How do I get Urchin to read a webserver log from standard input (stdin)?

How do I get Urchin to read a webserver log from standard input (stdin)?

It may be desirable in certain circumstances to have the Urchin log processing engine be able to read webserver log data directly from standard input (stdin) as opposed to reading from an actual file. Urchin supports the configuration of a Log Source that reads from standard input rather than an actual file.

To configure Urchin to do this, first configure a new Log Source named "stdin" in the Log Source Manager using the following parameters:

Log Settings

  • Log File Location: local
  • Log File Path: -
  • Log Format: auto

Advanced Settings

  • Log Destiny: Don't Touch
  • Query Token: ?
  • URI Stem to Lower Case: off

NOTE: it is very important that the "Log File Path" be set to a single dash "-" character (no quotes).

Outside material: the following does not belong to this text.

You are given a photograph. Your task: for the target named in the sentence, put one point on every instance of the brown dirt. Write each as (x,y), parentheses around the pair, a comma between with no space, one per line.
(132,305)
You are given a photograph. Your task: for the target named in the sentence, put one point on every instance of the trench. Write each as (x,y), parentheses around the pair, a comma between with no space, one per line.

Now, for any profiles that you want to read logs from "stdin", simply choose your new "stdin" log source in the Profile -> Log Source configuration screen.

Important Note: You cannot run Urchin profiles that are configured with a "stdin" log source to run via the Urchin Scheduler since the scheduler has no way of properly associating the log input stream. The only way to process logs for a profile with a "stdin" log source is to run Urchin manually. As a very simple example, here is how you would invoke Urchin:

  1. Open a command shell window on the Urchin system
  2. Change directory to "bin" directory of the Urchin distribution
  3. [UNIX-type systems] Run urchin with "./urchin -p myprofile < /path/to/webserver.log"

    • [Windows systems] Run urchin with "urchin -p myprofile < C:\path\to\webserver.log"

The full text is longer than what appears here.